- Native name: Θεόδωρος
- Church: Greek Orthodox Church
- See: Antioch
- Installed: 3 March 1034
- Term ended: 24 September 1042
- Predecessor: Elias II
- Successor: Basil

Personal details
- Born: George
- Died: 24 September 1042
- Residence: Constantinople, Antioch

= Theodore III of Antioch =

11th-century Patriarch of Antioch

Theodore III Kritēs (Θεόδωρος ὁ κριτής; died 24 September 1042), previously known as George, was the Greek Orthodox Patriarch of Antioch from 1034 until his death in 1042.

== Early life and name ==
Theodore was consecrated as Patriarch of Antioch in Constantinople on the first Sunday of Lent, 3 March 1034. He held the office for 8 years, 6 months, and 21 days, dying on 24 September 1042.

His surname or title, kritēs (Greek: κριτής, lit. 'the judge'), is attested in a 14th-century manuscript from Jerusalem. More recent analysis suggests that kritēs was likely a corrupted form of the court title asekretis (ἀσηκρήτις).

== Patriarchate ==
=== Relations with the Georgian Church ===
A significant event during Theodore's patriarchate characterizes the ecclesiastical relations between the See of Antioch and the Georgian (Iberian) Church. According to the contemporary writer Nikon of the Black Mountain, an Iberian bishop began spreading discord. In response, Patriarch Theodore dispatched letters to Iberia, carried by his kouboukleios (a court official), to correct these scandals with the assistance of local holy fathers and bishops. Nikon records that these letters, which included the formal appointment (ἐπιτροπὴ καὶ χειροθεσία) of a Georgian catholicos named John, were preserved at the monastery of Saint Symeon.
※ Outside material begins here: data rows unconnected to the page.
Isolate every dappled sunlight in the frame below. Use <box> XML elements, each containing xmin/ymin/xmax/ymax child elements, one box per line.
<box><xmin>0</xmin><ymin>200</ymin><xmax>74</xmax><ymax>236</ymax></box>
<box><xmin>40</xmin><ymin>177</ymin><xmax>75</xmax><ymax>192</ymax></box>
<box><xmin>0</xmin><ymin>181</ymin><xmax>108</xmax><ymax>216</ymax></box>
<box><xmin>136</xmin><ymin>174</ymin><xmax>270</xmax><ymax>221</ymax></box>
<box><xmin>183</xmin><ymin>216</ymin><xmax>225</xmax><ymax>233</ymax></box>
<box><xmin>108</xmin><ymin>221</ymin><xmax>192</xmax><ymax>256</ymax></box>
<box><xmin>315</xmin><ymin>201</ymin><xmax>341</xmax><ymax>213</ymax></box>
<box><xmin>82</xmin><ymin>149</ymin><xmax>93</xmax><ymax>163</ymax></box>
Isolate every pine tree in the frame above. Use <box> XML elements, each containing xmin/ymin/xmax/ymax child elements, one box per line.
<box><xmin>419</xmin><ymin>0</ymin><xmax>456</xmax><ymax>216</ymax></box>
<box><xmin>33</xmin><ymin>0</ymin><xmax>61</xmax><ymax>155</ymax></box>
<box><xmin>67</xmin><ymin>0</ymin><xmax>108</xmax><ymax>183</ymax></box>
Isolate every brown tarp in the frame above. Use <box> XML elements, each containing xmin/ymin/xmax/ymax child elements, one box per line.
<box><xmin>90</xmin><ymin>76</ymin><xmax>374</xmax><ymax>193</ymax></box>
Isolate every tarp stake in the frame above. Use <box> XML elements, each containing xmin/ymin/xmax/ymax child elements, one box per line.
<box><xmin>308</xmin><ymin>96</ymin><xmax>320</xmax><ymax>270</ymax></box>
This Catholicos John is generally identified with Catholicos Chrysostom.

This account suggests that the Church of Iberia was in a state of genuine dependence on Antioch during this period, challenging later claims that the Georgian Church had already achieved complete autonomy by the mid-11th century. The evidence underscores Antioch's active jurisdictional role.

Nikon places this intervention during the reign of Emperor Constantine IX Monomachos, who ascended to the throne in June 1042. Consequently, this event must be situated within the final three months of Theodore's patriarchate, shortly before his death in September of that year.

== Seal ==
One seal attributed to him is contained in the Dumbarton Oaks Online Seals Catalog. The reverse contains the inscription Θεοδώρῳ πατριάρχῃ Θεουπόλεως Μεγάλης Ἀντιοχείας (Theodore patriarch of the Great Theoupolis Antioch). It is dated to the mid-eleventh century on stylistic grounds.